Electric vehicle (EV) sales have remained buoyant even during the pandemic season, as retail investors continue to push EV companies to record highs in the stock market. In 2021, EV makers can be expected to roll out more models across both consumer and commercial segments, while simultaneously building on the charging infrastructure network.
The e-commerce segment has been one of the biggest gainers over the COVID-19 season. Millions of people went online to shop for the first time in their lives, courtesy of the extended city lockdowns early this year. The work from home (WFH) concept became ubiquitous, and several companies shut down office spaces as they did not justify the running costs.
While people would return to shop in storefronts post-COVID, people who have grown accustomed to e-commerce would likely continue buying online - shaving off significant footfall numbers to stores. Similarly, the WFH option is here to stay, with employees in service-based companies opting for WFH than commuting every day for work. This environment would feed the last-mile food delivery network, as more people order food home than buy lunch at restaurants or takeaways, as was the custom in the pre-COVID world.

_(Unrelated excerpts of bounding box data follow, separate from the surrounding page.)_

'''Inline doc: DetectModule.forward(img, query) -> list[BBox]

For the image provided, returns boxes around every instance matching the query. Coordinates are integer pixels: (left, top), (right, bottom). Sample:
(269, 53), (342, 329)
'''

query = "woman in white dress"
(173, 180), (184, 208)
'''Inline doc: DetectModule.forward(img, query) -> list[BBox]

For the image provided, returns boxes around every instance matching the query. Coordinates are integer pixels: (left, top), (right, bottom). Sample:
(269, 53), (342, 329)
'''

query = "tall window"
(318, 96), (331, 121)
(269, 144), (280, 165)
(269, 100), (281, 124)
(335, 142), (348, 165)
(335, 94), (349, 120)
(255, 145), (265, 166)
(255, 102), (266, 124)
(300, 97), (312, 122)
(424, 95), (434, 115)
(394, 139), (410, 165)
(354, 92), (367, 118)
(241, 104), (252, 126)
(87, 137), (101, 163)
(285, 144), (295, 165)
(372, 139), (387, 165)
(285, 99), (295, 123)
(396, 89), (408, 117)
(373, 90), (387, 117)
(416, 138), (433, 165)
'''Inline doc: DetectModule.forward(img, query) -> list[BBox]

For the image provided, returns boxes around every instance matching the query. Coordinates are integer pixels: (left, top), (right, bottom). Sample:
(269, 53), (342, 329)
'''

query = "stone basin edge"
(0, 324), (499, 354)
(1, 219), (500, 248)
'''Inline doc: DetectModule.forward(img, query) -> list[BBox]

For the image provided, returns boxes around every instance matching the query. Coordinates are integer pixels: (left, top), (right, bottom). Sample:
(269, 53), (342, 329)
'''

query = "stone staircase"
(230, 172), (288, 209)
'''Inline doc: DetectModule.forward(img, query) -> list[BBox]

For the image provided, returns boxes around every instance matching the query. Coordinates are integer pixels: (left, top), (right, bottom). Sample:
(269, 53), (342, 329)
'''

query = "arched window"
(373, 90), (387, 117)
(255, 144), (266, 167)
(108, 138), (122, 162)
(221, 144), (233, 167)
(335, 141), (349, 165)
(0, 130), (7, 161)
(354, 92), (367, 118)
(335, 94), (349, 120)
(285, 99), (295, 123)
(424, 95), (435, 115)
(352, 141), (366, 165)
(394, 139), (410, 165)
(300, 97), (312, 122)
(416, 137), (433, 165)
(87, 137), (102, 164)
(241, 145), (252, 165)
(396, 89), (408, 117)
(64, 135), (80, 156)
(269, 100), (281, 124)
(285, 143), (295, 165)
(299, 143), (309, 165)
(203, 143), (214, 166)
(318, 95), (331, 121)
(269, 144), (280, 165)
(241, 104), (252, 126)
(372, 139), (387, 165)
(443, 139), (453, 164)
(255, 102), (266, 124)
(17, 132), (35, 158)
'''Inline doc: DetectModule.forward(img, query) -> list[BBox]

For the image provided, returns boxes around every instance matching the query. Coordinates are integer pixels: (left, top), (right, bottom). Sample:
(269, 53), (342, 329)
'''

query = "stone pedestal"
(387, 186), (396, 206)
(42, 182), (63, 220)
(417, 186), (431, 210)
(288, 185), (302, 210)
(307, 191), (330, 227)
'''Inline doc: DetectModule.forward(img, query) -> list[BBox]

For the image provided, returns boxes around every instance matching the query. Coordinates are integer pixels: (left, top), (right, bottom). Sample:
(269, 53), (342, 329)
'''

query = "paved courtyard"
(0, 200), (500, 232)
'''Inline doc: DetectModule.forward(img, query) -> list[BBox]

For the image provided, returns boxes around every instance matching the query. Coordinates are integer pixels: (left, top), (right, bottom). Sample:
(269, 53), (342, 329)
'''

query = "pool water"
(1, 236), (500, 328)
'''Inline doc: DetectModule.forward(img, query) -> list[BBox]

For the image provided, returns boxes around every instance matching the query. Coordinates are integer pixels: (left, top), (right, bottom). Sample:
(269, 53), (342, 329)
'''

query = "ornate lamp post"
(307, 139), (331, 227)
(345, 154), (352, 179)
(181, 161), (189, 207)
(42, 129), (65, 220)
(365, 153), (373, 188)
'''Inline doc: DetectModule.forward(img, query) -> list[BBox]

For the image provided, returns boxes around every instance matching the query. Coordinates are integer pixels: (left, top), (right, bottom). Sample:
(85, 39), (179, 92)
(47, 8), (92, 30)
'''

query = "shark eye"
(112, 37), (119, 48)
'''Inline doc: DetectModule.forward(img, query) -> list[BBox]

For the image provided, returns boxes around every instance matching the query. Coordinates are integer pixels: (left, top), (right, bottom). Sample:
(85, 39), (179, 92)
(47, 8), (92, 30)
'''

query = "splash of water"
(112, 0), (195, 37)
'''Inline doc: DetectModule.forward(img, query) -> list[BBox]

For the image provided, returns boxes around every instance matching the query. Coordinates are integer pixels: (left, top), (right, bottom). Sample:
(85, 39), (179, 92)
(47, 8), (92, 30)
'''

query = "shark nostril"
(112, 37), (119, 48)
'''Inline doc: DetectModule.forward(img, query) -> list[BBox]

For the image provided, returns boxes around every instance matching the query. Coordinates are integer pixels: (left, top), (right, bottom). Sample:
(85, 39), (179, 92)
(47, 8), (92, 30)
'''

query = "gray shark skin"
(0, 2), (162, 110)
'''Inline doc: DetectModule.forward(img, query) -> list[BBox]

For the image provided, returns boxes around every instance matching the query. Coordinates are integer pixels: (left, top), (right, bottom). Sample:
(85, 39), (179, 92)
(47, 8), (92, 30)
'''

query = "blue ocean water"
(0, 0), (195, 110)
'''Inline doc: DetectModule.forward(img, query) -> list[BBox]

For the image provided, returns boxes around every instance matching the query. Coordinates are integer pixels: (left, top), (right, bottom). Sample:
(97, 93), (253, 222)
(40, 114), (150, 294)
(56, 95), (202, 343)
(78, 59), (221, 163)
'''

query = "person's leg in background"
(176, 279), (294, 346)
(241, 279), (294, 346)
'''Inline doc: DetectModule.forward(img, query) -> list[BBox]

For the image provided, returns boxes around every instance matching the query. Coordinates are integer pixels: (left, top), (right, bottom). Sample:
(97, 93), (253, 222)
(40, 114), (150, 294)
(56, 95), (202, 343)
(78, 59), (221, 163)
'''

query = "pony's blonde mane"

Such changes in personal consumption patterns will lead to seismic shifts within the packaging industry, with packaging becoming more ‘individualized’ than before. This ends up creating additional freight for the same volumes, increasing the need for trucking capacity - further putting pressure on the trucking market’s capacity crunch.
At TruckX, we see this as an opportunity for trucking fleets in the market to adopt innovative technology that can improve operational efficiencies, eventually helping haul more loads than before. Trackers were a recent addition to our product suite, which has proven to be popular in the market. We have signed on large trucking fleets like US Shipping and Capitol Express, helping them track assets and freight in real-time, while also monitoring driver behavior for truck safety.
Going into 2021, TruckX’s focus would be to set precedent for its user-friendly product suite, built over months of exhaustive research on product design. Every day, we inch closer to our goal of being a one-stop-shop for fleet management - providing carriers a seamless experience in fleet monitoring and 360-degree visibility into trucking operations at all times.